To have a positive impact, taking personal responsibility and initiative to resolve issues, always clearly communicating with both customers and colleagues.
To be motivated and committed, approaching all tasks with enthusiasm and seizing opportunities to learn new skills or knowledge in order to improve your personal performance.
To be flexible, responding quickly and positively to changing requirements including the performance of any tasks requested of you.
To maintain high team, focus by showing co-operation and support to colleagues in the pursuit of team goals.
To contribute ideas and suggestions to enhance operational/environmental procedures in the Hotel.
To perform all duties and responsibilities in a manner that ensures your safety and that of others in your workplace.
To maintain and increase service standards, productivity, and creativity leading to improved performance in the department.

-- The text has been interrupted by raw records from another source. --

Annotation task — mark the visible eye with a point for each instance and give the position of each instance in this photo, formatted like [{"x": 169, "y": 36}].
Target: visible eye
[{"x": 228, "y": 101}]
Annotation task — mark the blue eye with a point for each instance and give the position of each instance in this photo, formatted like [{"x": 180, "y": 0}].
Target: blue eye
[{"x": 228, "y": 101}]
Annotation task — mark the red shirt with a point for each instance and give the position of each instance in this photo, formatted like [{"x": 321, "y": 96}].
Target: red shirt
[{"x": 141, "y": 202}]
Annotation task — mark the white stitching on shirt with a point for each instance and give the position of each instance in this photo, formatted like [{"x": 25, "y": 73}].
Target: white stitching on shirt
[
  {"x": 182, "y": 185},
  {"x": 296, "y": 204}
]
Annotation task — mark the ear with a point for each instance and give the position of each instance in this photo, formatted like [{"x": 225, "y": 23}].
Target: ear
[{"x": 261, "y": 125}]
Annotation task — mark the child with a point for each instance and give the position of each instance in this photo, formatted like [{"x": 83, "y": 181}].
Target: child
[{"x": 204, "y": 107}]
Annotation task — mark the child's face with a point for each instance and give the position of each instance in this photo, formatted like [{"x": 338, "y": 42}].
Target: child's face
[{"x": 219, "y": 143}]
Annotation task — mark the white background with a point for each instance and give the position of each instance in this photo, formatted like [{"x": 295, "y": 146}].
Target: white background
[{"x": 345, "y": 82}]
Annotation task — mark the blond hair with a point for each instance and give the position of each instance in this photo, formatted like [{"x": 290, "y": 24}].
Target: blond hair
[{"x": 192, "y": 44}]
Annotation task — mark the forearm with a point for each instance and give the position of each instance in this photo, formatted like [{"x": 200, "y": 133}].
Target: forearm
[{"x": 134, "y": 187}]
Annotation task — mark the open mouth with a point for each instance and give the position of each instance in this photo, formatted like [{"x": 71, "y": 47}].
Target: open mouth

Own all aspects of the F&B operation including building rapport and establishing professional relationships with guests and clients leading to increased business.
Monitors and implements procedures to ensure guest satisfaction.
Constantly strives to increase guest satisfaction through quality, creativity, range and value for money of the food and beverage offerings available throughout the property.
To review and evaluate regularly the guest response to the individual restaurants and all F&B services and ensure that the offer remains relevant.
Is responsible for the implementation of the Performance & Development Review system and performance management within the department to deliver well-trained team members at all levels and permit advancement for those qualified and interested in furthering their careers.
Drives Training, identifies, and recommends candidates with potential for future development, to attend further management training courses.
Prepares job descriptions for outlet managers and assistants and supports the creation of job descriptions for all levels within the department.
Works with HR on the hiring, release, and discipline of F&B Team.
Is fully conscious of the effects of turnover, can set the desired turnover rate and develop actions to support its achievement.
Ensures that team members stay motivated by monitoring communication remains free and open in line with The Lobby. Monitors the performance of team members at all levels and their commitment.
Attends various key personnel meetings related to the hotel operation.
Establishes policies with other managers and budgets for all F&B profit centers and outlets to achieve productive and profitable results.
Prepares the annual budget and financial targets for the Food and Beverage department in line with financial procedures.
Is conscious of the impact of costs, controls them, and establishes a culture of awareness within the department.
Prepares and implements regular price reviews in all outlets.
To describe, assign and delegate responsibility and authority for the operation of the various outlets within the departments.
Directs the functions of administration and planning of the Food and Beverage Department to meet the daily and long-term needs of the operation.
Ensures decisions are in line with the hotels business objectives both long and short term.
Develops operating tools linked to management principles such as budgeting, forecasting, purchase specifications, menus, food production control, and operating policies.
Establishes and implements the most effective purchasing and receiving procedures in conjunction with the purchasing agent.
Initiate and launch promotions and activities together with Operations Manager & the Commercial Director.
Is involved with the business strategy including marketing of all profit centers of F&B.
Submits scheduled reports, documents, and other correspondence in a timely manner or as dictated by the business.
Conducts market research, is aware of trends and can reposition outlets to adapt to a changing competitive landscape.
Makes frequent restaurant shopping visits with appropriate team members to assess competitors and familiarize with local consumer habits and local produce.
To keep aware of trends, practices and equipment for food and beverage operations through trade literature and visits to appropriate exhibitions.
Leads the analyzing, evaluating and writing of attractive and creative menus, incorporating local regional cuisine, and packages designed to attract a diverse customer market together with the Executive Chef.
Must be commercially focused, and can combine both operational and business aspects of the department.
The position requires a lot of initiative, creativity and self-motivation as well as discipline.
Attends functions from time to time in and outside the hotel and acts as a representative for the hotel.
Must be well presented, well-spoken and people orientated.